Na última semana acompanhamos uma situação inusitada – inusitadíssima, aliás. O Ministro Celso de Mello, decano do Supremo Tribunal Federal e acirrado defensor dos posicionamentos adotados pela Corte, dissentiu de uma decisão outrora adotada, por maioria, pelo Plenário, ao qual encontra-se vinculado. Trata-se, como de conhecimento geral, porque divulgado aos estertores, da decisão proferida no HC nº. 135.100/MG, em que o Ministro compreendeu, diversamente do que havia sido estabelecido pela Corte em composição plena, que a execução de sentença criminal somente pode se dar após o trânsito em julgado, e não quando confirmada pela segunda instância[1].
O objetivo da decisão do Min.
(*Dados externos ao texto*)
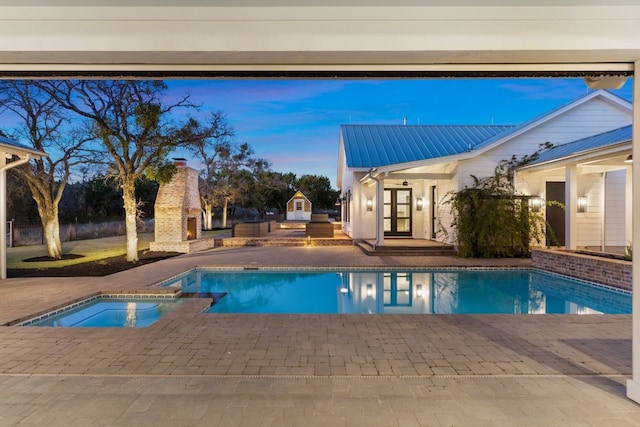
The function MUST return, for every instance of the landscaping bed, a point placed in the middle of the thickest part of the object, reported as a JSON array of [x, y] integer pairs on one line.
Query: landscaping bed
[[101, 267]]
Celso de Mello é mais do que evidente: a reapreciação pelo Plenário da mesma matéria, mercê de recurso que decerto será interposto como forma de objurgar o provimento decisório por ele proferido. A questão, todavia, que pode ser debatida a partir da decisão é mais profunda: podemos esperar recomendação de racionalidade por parte do Supremo Tribunal Federal enquanto Corte de cúpula na interpretação do direito?
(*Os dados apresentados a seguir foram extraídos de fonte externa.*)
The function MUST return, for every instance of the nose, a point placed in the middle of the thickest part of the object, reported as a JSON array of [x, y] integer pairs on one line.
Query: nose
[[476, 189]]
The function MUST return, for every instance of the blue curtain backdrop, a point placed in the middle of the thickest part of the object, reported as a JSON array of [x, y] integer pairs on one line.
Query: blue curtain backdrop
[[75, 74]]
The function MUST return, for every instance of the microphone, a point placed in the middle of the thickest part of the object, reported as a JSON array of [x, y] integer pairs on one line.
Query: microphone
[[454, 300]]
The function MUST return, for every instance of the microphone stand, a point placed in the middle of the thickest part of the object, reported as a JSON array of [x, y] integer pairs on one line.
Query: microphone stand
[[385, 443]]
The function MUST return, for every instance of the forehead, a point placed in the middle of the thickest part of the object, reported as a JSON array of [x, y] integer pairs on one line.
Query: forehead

Não consubstancia novidade alguma dizer que a irracionalidade grassa na aplicação do direito, seja por critérios de indefinição teórica, seja por questões de defesa de mercado.
Como exemplo do primeiro, basta dizer que a compreensão de justiça se revela bastante intrincada e subjetiva, assim como a sua correlação com o direito e, neste ponto, o que o direito exatamente quer dizer, se examinado em conjunto com outros critérios, a exemplo da lógica, moral, eficiência, empirismo, cognitivismo, não-cognitivismo expressionismo e outros que poderiam ser suscitados para enriquecer o tema e que, por igual, causam indefinição ao momento da resolução de alguma questão controvertida. Este, aliás, é um riquíssimo tema para aprofundamento em outra oportunidade.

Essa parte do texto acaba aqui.